Correctness: The method is good, and the claims are well supported by the experiments.
Clarity: The paper is well written. I really enjoy reading this paper.
Relation to Prior Work: Some key references are missing. The authors' statement that most deep anomaly detection methods are for image data is incorrect. There have been a large number of deep anomaly detection methods for non-image data, too.

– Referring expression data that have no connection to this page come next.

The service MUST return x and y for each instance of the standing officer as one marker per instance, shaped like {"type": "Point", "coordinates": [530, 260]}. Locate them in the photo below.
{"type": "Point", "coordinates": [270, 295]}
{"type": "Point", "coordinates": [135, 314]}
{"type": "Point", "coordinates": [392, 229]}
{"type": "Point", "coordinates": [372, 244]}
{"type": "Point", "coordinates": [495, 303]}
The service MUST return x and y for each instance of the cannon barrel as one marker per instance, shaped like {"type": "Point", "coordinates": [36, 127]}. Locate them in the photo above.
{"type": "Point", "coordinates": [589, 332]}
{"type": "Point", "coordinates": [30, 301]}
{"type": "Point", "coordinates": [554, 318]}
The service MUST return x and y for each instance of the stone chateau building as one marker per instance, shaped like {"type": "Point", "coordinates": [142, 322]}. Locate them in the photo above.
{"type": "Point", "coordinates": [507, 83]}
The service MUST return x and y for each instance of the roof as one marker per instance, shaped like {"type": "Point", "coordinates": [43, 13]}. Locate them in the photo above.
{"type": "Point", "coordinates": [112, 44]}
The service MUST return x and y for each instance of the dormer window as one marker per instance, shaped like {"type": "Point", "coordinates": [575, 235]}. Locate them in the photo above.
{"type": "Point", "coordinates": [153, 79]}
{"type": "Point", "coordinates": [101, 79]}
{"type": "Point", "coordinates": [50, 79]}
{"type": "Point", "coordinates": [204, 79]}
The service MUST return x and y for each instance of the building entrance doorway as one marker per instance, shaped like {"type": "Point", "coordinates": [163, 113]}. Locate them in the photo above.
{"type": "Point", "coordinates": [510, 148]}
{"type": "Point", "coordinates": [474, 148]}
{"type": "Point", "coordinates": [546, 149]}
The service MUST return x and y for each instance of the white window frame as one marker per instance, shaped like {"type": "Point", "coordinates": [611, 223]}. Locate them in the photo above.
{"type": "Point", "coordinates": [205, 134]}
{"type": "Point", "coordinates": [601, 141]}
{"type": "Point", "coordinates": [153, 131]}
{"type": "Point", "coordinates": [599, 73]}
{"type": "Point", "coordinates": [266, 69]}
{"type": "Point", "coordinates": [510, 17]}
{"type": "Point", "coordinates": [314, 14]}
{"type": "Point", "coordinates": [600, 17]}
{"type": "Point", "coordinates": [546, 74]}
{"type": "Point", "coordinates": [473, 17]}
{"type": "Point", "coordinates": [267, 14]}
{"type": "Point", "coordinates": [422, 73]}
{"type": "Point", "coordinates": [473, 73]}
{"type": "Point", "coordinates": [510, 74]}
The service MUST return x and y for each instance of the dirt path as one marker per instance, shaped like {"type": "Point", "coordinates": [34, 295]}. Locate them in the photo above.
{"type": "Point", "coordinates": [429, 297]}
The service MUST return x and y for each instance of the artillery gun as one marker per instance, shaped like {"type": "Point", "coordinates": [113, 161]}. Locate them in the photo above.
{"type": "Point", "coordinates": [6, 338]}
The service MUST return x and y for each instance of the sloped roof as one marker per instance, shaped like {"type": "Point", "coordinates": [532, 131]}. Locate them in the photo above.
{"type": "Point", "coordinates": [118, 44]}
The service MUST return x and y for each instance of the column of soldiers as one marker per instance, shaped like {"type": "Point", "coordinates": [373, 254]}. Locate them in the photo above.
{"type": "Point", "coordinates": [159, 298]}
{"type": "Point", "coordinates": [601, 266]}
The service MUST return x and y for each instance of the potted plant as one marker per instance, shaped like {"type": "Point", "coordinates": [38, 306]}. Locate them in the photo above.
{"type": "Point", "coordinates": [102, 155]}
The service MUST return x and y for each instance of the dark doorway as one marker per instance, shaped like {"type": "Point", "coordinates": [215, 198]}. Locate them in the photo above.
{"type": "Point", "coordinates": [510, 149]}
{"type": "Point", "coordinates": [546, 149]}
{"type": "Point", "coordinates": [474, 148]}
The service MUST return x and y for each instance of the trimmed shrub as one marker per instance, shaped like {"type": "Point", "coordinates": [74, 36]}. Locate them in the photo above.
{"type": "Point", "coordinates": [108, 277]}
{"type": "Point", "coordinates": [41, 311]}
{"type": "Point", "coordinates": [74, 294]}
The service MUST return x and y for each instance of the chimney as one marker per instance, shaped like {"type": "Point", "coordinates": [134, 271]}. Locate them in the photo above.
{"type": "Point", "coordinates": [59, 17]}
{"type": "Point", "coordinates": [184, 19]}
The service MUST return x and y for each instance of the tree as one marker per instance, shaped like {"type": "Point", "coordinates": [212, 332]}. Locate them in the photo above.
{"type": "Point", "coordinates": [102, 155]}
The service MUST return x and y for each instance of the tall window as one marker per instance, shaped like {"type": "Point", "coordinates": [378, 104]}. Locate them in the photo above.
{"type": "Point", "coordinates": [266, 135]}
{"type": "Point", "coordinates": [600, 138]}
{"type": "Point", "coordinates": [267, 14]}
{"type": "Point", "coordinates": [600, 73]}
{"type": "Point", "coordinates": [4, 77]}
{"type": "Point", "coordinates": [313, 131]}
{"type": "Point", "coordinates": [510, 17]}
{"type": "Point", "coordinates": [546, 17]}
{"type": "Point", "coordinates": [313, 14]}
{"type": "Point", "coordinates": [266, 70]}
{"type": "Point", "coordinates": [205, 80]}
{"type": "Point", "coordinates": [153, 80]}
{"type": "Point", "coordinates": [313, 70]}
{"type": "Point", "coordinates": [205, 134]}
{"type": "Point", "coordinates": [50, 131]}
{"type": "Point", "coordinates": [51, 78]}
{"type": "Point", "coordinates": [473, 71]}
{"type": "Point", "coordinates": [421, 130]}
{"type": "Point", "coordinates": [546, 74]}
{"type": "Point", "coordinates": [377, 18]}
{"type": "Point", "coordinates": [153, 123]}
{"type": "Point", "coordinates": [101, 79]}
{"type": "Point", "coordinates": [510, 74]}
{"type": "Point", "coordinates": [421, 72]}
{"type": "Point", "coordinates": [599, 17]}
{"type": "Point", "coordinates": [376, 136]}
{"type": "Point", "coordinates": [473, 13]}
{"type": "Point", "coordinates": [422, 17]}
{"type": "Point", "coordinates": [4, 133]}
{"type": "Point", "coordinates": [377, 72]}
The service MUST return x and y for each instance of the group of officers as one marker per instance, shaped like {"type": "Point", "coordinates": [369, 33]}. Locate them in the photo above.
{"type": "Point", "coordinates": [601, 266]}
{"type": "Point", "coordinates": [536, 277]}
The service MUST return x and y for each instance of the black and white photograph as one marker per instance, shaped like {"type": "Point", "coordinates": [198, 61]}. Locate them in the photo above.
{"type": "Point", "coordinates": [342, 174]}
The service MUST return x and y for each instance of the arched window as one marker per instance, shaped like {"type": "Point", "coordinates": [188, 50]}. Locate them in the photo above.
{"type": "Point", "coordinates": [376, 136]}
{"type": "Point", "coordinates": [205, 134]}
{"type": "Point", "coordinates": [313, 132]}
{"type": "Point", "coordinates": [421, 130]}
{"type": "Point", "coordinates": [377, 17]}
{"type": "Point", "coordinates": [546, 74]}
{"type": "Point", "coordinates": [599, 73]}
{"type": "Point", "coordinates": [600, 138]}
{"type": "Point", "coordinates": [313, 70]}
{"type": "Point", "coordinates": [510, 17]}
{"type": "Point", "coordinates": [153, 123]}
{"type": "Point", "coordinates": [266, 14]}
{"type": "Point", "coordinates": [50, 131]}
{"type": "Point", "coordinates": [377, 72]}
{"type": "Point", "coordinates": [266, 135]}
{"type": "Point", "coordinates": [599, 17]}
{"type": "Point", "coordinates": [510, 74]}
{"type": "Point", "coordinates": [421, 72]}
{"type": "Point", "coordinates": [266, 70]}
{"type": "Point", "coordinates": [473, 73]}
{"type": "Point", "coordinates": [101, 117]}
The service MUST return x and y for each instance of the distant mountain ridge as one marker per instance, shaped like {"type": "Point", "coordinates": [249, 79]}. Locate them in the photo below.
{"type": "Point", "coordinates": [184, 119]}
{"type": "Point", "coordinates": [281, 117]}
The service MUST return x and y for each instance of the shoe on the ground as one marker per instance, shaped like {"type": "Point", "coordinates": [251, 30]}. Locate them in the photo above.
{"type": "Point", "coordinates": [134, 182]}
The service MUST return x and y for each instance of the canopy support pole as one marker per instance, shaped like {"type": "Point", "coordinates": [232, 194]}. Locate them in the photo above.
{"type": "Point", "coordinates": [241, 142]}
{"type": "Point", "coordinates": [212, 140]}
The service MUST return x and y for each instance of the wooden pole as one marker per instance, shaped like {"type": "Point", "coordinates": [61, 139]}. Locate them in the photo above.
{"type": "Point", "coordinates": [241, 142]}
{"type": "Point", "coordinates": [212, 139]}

Some recent ones are as follows: "Anomaly detection with robust deep autoencoders." In Proceedings of the 23rd ACM SIGKDD International Conference on Knowledge Discovery and Data Mining, pp. 665-674. 2017. "Learning representations of ultrahigh-dimensional data for random distance-based outlier detection." In Proceedings of the 24th ACM SIGKDD International Conference on Knowledge Discovery & Data Mining, pp. 2041-2050. 2018. "Deep anomaly detection with deviation networks." In Proceedings of the 25th ACM SIGKDD International Conference on Knowledge Discovery & Data Mining, pp. 353-362. 2019. "One-class adversarial nets for fraud detection." In Proceedings of the AAAI Conference on Artificial Intelligence, vol. 33, pp. 1286-1293. 2019. Similar to HRN, these studies handle data with MLP network backbones, and thus, they seem to be more relevant to many other methods in the Related Work that deal with image data.
Additional Feedback: Comments made after rebuttal The added results look good. The authors are suggested to insert these new results into the camera-ready version, and to extend the related work as suggested above.